Colours of autumn, Sweden.

Colours of autumn in Sweden.
Photo © J E Nilsson and C M Cordeiro-Nilsson for CMC 2010

In a highly automated and globalized world where standards of living seem to be continuously improving, where ‘organic’, ‘eco-friendly’ and ‘sustainable’ are key words in today’s food industry, it’s surprising how far we’ve come from the basics of growing and cooking the food that we consume.

It’s much easier for example to head off to the grocery store and from there, choose from an array of produce to buy and bring home, than to harvest the very same produce from the garden or soil – lack of space, lack of time, too much city life, too many working hours etc. – there are countless valid reasons for our choices and why it is so difficult to have our food straight from the garden, sans chemical pesticides, sans chemical food preserving processes and packaging.

The Picking

But with not so much the concept of sustainability in mind, rather as time spent on something I enjoy doing in my spare time come autumn, and what makes the little happy moments in life, I went apple picking today in a charming and rustic Swedish garden with the aim of making some homemade apple sauce!

Rustic garden, Sweden.

Swedish rustic charm.

This garden comes as part of an old house built during the 1800s along the Swedish west coast. Tucked away in a little niche corner of a narrow, winding road, it was almost surreal, driving up the path, under apple boughs to reach the center of the garden that was washed golden with low rays of the morning Nordic sun in autumn.

Red Ingrid Marie Swedish apples

Red Ingrid Marie Swedish apples.

Cheryl Marie Cordeiro, apple picking, autumn, Sweden 2010.

The garden had basically two varieties of Swedish apples, the small red and attractive Ingrid Marie and the green golden Signe Tillisch. These varieties are in contrast to a previous autumn picking of Gravensteins.

The Ingrid Marie is named after the daughter of the teacher, K. Madsen, who once found the tree on Westfyn island in Denmark. A small tree grew, probably from the seedlings of a Cox’s Orange, among the raspberry plants.
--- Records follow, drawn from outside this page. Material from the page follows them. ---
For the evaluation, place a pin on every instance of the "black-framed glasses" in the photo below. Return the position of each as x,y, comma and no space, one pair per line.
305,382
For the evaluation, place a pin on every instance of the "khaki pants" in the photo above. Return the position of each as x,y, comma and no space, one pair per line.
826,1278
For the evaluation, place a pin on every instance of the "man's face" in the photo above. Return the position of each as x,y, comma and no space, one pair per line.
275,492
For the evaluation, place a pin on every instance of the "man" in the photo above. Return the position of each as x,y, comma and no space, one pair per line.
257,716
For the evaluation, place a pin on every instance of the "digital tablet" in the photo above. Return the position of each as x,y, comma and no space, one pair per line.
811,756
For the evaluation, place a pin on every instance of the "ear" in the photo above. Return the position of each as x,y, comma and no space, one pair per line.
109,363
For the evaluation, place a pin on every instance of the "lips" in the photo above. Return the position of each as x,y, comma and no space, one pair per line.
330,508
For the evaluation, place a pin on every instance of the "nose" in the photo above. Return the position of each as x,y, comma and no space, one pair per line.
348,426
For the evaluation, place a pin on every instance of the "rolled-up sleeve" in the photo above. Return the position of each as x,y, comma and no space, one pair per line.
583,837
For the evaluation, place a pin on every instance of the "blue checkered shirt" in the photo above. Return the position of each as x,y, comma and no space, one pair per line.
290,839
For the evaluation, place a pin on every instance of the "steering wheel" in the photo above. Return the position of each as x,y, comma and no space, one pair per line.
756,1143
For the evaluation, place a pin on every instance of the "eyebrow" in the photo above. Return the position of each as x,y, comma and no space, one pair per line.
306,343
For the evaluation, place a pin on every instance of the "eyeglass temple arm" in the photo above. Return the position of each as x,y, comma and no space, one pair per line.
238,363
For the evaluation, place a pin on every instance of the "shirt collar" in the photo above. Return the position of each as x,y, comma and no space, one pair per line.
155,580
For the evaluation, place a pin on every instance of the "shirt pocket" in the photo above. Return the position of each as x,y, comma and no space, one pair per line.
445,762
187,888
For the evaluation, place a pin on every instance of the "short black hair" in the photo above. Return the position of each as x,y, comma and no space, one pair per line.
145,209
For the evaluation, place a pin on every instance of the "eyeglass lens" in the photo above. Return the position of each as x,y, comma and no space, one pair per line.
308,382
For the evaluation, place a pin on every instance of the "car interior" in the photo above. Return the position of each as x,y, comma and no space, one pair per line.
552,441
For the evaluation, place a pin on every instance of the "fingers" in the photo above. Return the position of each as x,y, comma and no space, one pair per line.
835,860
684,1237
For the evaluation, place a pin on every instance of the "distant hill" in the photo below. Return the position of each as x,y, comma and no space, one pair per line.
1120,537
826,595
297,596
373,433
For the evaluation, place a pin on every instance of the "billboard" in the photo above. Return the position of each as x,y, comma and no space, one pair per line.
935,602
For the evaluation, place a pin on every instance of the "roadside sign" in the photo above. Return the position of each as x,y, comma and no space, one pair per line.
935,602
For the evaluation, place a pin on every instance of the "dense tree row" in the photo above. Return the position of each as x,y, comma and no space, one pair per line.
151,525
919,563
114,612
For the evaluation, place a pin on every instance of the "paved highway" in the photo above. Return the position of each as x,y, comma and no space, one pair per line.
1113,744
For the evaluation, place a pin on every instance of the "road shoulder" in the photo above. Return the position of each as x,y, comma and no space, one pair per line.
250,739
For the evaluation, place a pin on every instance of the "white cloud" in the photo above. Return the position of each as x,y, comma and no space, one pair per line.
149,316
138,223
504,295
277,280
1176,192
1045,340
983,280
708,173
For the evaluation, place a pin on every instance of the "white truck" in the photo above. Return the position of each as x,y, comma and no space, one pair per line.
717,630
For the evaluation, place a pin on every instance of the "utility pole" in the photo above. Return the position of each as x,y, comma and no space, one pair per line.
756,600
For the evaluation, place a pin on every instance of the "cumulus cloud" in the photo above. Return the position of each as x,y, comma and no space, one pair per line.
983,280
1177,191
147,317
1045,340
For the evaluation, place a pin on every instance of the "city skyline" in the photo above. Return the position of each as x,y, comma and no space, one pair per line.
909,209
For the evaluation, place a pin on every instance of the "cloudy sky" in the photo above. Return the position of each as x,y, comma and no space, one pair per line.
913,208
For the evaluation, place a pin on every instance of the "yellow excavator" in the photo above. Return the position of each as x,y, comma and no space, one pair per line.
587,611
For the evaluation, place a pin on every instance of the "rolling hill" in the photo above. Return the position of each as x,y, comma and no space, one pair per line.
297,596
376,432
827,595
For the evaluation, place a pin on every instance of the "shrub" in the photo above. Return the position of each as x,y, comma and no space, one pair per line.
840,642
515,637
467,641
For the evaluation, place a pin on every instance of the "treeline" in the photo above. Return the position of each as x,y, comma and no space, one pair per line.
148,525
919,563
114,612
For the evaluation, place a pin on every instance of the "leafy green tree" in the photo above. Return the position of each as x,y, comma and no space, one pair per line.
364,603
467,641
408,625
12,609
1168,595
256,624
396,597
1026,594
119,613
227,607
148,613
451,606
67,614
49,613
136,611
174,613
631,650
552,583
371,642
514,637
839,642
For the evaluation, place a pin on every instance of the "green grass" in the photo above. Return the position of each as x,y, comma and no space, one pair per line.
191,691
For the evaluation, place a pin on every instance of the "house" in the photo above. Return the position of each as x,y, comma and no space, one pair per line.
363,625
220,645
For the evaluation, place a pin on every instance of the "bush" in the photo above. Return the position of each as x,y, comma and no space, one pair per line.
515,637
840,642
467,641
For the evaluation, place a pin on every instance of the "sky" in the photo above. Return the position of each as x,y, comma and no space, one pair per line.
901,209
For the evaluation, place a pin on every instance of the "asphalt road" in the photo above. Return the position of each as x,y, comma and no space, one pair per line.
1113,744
This incident happened around 1910 and today, the Ingrid Marie is one of the most widely grown varieties in Sweden. The trees though hardy, still prefer warmer locations to grow and the apples are instantly recognizable when encountered due to its distinct size, shape and a colour of quite bright red. Some Swedes would deem this one of the best varieties of Swedish apples to be eaten as a dessert apple, baked in cakes, pies and stews. These apples keep till January.